Viele Fragen in Kreuzworträtseln oder Quizsendungen sind Trivia. Auch Alltagsgespräche haben oft Trivia zum Thema, so dass sie mehr noch als eine informative eine kommunikative Funktion haben. Wenn Sie also heute noch Smalltalk betreiben wollen, denken Sie daran! Ein bisschen Smalltalk gefällig: Bitte!
Warum kratzt sich der Hund mit dem Hinterlauf am Ohr?

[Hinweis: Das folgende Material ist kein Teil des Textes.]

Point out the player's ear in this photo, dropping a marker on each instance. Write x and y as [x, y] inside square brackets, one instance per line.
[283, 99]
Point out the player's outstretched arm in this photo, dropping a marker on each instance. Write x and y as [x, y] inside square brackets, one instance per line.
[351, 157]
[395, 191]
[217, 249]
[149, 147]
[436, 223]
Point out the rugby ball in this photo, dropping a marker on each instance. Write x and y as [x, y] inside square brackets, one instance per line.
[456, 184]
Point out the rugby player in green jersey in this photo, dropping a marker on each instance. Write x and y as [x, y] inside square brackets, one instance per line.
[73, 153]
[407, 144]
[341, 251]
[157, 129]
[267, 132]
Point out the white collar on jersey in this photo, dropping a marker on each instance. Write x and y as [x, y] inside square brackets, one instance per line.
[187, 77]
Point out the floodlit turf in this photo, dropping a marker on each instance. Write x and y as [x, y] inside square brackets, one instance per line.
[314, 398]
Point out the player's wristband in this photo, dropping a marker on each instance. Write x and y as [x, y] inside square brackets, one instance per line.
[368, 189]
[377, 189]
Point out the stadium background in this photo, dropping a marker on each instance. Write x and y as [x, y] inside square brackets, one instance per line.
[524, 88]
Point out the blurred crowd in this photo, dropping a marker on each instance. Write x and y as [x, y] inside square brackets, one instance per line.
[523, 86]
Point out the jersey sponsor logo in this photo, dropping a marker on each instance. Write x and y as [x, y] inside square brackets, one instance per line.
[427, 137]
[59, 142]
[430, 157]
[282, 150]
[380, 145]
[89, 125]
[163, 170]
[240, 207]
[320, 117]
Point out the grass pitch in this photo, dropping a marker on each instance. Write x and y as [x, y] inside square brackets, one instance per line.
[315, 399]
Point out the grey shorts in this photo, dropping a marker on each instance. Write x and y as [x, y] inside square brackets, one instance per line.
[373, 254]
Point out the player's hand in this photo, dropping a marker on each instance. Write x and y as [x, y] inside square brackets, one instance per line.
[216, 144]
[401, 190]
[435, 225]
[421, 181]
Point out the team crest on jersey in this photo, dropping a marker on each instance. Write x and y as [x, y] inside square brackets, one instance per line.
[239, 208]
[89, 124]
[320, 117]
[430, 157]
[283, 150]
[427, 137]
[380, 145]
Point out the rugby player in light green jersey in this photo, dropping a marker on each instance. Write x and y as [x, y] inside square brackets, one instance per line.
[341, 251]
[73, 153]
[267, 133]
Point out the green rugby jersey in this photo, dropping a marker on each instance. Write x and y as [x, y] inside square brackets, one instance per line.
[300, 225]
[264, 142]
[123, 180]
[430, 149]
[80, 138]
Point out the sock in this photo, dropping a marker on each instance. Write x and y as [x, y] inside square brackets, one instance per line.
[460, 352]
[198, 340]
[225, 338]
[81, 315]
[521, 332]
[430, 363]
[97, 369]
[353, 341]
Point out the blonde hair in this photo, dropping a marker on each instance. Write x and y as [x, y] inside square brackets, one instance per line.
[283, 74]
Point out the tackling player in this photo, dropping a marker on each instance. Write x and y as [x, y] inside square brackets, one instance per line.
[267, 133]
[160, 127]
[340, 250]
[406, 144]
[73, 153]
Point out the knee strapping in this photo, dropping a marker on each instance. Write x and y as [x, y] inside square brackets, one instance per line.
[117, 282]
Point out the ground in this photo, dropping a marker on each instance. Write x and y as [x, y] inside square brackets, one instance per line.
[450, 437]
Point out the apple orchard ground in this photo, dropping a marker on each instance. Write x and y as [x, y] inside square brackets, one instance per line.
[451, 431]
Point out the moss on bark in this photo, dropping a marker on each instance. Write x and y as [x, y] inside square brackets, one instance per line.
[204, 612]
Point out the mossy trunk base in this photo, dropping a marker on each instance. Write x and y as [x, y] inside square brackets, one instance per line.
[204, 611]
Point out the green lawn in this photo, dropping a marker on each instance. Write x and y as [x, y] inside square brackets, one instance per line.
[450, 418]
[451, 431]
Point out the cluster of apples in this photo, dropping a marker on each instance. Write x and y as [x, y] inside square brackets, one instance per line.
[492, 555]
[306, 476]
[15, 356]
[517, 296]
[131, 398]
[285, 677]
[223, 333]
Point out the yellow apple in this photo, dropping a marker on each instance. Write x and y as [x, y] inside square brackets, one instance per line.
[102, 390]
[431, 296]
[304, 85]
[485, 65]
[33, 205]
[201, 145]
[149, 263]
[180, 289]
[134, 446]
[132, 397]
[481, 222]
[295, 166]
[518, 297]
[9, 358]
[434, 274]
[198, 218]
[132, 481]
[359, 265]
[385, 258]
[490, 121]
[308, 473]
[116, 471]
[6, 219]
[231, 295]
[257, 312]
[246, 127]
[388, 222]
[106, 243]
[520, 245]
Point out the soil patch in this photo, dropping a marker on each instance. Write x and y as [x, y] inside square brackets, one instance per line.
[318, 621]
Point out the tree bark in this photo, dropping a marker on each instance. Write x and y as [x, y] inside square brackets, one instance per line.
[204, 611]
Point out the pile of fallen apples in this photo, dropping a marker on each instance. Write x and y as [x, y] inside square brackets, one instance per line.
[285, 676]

Antworten Sie bitte nicht: Weil er es kann. Nein, weil es juckt!
Sie sehen, Unterhaltung und Bildung können durchaus nahe beieinanderliegen.
Gibt es also objektive Kriterien, mit denen sich nützliches von unnützem Wissen trennen ließe? Eine genaue Definition erscheint sehr schwierig, da nahezu jeder Mensch die subjektive Grenze zwischen trivialem und nichttrivialem Wissen anders ziehen wird.
Sicherlich gibt es die gemeinsame Auffassung, wonach es nützliches Wissen ist, dass eins und eins zusammen zwei ergibt. Und unnützes Wissen ist, das ich zwei Kilogramm abgenommen habe. Zumindest für Sie. Doch bewegen sich die meisten Wissensgegenstände zwischen diesen Extremen.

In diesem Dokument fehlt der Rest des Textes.